At the beginning of 2007 I was approached by the UK creative industries magazine Creative Review, to contribute to a feature about the web developers WeFail. The editor wanted my view on the psychological implications of the partnership, which was made up of two developers, one in the US and one in the UK, who had met via the internet. In four years of business they had only met in person three times and they made a point of never meeting their clients, as they thought meetings were a waste of time. This attitude, and the fact that they were just two guys working from home, hadn’t stopped them creating work for clients including Eminem, Dixie Chicks, Christian Aid and BBDO. At the time I thought it was an intriguing idea, but didn’t imagine I’d end up doing it myself.

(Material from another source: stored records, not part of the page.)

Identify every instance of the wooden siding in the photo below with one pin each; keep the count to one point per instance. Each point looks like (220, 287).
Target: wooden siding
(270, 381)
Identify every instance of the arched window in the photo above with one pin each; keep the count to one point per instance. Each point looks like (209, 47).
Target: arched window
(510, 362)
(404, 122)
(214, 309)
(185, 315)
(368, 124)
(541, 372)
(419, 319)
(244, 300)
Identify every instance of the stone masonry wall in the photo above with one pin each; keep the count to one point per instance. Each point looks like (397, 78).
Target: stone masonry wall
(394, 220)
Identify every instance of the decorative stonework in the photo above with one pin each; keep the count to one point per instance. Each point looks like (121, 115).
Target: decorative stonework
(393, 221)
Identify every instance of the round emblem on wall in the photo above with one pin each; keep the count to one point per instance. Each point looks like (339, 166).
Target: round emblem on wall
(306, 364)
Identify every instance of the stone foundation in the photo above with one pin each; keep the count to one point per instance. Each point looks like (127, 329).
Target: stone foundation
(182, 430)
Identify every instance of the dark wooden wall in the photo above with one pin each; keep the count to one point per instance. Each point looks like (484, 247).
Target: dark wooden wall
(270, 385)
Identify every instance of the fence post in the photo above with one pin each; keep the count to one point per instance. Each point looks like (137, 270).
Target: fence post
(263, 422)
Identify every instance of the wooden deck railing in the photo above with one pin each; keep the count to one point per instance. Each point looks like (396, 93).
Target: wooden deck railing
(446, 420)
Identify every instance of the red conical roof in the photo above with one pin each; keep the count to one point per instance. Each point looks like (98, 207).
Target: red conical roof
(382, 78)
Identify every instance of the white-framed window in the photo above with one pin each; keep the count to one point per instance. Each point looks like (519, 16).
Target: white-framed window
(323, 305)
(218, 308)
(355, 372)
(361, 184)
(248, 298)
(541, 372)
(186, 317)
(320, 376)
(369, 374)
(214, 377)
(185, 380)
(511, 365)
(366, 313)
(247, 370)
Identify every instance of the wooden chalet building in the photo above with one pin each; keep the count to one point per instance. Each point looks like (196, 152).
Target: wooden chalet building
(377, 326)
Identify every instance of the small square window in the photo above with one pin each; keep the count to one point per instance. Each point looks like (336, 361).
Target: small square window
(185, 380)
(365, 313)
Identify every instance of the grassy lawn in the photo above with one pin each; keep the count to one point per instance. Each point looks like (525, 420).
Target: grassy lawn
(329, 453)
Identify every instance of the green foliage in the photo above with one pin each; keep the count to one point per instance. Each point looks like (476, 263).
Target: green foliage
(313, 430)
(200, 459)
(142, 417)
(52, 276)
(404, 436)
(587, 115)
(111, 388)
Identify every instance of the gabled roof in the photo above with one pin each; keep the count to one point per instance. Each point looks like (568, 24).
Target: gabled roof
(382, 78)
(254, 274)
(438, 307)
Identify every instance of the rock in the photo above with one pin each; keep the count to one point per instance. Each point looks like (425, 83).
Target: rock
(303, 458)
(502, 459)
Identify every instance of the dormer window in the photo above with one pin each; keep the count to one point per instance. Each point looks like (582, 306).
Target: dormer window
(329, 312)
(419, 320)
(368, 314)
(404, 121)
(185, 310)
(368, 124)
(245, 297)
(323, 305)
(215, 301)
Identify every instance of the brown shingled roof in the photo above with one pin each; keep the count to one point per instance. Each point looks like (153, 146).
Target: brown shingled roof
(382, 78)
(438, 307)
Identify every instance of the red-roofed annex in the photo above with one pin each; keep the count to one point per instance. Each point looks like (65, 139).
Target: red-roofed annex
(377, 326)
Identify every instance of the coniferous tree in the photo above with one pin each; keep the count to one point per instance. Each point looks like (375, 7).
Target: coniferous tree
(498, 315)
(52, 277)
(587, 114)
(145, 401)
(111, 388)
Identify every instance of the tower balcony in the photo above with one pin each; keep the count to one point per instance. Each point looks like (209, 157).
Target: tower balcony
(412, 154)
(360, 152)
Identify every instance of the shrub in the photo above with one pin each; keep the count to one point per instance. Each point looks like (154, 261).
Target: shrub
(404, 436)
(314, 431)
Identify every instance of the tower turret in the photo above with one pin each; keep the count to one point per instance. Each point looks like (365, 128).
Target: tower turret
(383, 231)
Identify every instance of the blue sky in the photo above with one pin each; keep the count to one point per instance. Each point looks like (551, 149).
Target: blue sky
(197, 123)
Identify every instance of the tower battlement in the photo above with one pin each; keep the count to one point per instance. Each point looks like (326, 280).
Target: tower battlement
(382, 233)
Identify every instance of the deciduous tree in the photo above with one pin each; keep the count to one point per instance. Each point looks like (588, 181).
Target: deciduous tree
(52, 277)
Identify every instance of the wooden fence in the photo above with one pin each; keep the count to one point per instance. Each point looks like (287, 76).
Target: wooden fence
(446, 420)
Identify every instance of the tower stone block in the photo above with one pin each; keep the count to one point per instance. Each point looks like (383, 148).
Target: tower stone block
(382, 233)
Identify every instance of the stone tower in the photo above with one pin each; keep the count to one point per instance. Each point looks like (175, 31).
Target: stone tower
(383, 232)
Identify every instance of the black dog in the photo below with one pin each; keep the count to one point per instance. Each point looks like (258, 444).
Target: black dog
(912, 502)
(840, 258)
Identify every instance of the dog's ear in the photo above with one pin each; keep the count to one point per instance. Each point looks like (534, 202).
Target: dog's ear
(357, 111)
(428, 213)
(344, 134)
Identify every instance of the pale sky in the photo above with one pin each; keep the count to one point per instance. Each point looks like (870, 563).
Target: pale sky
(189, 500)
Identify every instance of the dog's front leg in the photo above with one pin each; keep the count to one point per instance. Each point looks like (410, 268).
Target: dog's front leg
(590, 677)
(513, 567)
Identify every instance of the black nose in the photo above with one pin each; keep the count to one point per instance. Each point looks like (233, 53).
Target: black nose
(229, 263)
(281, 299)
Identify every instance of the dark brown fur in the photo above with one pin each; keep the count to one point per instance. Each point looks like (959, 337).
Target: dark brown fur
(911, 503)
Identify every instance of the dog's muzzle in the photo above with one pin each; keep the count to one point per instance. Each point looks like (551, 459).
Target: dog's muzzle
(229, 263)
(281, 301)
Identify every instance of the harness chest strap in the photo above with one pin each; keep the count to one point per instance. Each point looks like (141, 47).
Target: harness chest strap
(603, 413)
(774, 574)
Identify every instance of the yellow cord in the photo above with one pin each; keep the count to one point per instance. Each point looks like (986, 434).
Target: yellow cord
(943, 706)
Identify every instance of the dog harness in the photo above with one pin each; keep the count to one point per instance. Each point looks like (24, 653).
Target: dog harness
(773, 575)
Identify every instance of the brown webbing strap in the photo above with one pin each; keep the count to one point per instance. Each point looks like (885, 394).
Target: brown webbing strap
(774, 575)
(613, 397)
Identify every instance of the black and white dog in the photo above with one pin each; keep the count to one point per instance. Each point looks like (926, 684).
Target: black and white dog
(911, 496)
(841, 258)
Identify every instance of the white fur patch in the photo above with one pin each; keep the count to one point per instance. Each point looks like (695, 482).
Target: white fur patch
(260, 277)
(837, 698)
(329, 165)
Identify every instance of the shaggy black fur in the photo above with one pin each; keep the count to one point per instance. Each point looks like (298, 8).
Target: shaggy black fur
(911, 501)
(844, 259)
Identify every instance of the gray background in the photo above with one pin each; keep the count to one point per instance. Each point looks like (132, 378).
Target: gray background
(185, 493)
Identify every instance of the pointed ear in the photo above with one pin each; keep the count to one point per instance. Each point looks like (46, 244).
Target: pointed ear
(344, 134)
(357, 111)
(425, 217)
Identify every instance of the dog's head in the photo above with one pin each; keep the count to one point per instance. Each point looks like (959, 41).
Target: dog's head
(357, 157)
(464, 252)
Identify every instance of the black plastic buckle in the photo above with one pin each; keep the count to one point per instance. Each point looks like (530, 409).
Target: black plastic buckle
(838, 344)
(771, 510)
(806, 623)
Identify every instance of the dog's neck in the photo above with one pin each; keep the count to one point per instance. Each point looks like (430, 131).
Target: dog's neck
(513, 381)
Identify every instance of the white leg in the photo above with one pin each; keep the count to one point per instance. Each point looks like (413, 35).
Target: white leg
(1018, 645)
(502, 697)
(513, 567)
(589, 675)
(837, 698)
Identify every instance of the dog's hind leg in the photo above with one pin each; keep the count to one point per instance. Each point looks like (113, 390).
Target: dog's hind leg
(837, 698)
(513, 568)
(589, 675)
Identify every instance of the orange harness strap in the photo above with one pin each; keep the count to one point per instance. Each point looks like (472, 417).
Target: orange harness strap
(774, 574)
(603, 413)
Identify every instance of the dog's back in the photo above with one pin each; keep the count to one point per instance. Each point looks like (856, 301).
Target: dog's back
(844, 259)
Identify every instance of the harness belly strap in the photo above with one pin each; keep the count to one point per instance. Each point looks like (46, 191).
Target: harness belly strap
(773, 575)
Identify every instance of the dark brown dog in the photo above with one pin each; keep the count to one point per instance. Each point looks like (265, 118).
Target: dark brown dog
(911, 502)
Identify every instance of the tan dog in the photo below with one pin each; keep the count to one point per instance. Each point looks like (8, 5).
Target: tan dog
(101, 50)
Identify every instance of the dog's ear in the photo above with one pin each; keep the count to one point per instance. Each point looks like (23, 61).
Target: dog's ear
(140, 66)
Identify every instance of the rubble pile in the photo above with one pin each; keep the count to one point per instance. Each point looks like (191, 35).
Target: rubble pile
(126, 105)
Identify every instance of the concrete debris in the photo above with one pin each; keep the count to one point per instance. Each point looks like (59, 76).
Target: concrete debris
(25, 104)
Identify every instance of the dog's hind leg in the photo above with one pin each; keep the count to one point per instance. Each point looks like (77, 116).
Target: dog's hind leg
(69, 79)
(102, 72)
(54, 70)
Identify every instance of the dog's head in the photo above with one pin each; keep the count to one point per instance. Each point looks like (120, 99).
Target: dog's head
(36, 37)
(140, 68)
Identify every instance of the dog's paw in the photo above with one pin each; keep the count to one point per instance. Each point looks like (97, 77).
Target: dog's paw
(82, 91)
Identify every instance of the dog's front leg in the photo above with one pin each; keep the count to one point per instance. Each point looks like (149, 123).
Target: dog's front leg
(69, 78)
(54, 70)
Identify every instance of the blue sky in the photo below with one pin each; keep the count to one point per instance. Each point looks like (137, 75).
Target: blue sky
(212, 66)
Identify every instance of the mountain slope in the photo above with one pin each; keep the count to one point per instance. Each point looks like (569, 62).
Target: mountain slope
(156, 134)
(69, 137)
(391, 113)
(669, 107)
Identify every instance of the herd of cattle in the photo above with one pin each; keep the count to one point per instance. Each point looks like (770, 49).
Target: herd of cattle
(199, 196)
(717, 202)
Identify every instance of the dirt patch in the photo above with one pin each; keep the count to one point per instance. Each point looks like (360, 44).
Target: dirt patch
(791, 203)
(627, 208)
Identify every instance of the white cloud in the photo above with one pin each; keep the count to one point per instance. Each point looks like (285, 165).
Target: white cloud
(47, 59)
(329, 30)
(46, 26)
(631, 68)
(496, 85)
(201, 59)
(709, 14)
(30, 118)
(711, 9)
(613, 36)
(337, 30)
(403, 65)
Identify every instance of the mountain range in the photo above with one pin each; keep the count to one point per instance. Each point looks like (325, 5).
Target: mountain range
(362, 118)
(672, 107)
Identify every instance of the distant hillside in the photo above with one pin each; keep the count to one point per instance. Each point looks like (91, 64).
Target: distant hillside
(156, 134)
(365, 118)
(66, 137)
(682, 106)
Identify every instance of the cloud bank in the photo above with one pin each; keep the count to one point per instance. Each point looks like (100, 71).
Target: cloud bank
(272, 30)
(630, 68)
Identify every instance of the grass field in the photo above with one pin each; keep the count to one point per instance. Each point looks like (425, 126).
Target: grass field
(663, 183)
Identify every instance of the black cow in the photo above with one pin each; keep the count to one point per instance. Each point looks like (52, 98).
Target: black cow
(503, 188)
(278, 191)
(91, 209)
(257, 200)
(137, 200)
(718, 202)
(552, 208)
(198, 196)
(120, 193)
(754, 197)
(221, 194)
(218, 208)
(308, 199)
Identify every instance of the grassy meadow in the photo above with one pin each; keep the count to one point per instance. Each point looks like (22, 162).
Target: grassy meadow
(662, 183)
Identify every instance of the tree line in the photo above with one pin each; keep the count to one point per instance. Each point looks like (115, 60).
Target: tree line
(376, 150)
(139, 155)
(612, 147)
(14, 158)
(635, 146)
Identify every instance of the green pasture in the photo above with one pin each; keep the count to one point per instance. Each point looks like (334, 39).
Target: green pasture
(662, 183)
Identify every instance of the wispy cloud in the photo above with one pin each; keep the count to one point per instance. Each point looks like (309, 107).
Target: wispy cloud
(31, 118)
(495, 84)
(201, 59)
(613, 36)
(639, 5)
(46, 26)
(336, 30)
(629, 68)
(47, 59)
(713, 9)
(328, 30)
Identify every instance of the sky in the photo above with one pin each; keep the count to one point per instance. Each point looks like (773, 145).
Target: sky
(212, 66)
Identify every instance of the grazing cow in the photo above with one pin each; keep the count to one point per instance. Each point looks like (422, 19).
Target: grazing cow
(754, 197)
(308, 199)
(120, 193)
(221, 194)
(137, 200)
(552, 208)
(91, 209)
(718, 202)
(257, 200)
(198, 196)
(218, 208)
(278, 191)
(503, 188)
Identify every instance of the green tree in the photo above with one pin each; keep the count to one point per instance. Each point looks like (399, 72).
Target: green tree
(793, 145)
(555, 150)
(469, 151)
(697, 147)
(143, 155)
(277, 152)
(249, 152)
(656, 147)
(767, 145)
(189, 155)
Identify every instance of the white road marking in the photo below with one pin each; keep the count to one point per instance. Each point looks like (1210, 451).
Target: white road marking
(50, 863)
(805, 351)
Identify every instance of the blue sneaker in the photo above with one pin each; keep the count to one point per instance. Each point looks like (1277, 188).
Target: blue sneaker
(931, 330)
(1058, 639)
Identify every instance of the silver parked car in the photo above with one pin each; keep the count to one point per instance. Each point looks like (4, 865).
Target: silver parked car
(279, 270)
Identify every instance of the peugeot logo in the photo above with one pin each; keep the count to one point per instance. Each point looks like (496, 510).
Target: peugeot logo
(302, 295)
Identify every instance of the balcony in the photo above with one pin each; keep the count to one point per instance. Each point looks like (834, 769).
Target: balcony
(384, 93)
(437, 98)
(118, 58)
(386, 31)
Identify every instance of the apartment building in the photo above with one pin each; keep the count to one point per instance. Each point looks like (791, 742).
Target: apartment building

Here at Lateral Action we’d hardly claim to be rock stars, but it may interest you to know that none of us have ever met face-to-face. With Brian in Texas, Tony in North Carolina and me in London, in the normal course of events we would probably never have heard of each other, let alone considered going into business together. But our blogs brought us into contact and over time our interests converged to the point where it seemed like a natural next step to set up Lateral Action. Since doing the Creative Review piece, I’ve also collaborated with Liz Strauss (in Chicago) and Sandy Renshaw (in Des Moines) on an e-book for Successful Blog, and with Cat Morley (in Bangkok) on an e-book for Business of Design Online. A few years ago this would have seemed outlandish to me. Now it feels perfectly normal.
And it’s not confined to the internet. All the usual haunts of creative types – the cafes, bars, galleries, studios, agencies, conferences and shows – are still open for business. Social media is really just the catalyst for the socialising that has always been the catalyst for creativity. Since I started blogging nearly three years ago, my network of business contacts has grown exponentially. I’ve met a huge variety of people doing all kinds of fascinating work. I’ve also made some really good friends. Every time I attend a social media get-together, it feels as though we’ve been somehow teleported down from the Starship Enterprise. I’m used to it now but there’s still something magical about it.
You don’t need a teleport machine or VIP pass to join in. On blogs, forums, social networks and countless ‘real life’ meetups, the doors are open for you to walk right in and join the conversation.
Who Brings Out the Best in You?
Who were the best people you ever worked with?
How did you meet?
What qualities did you bring out in each other?
Where do you go – online and offline – to hook up with other creative people?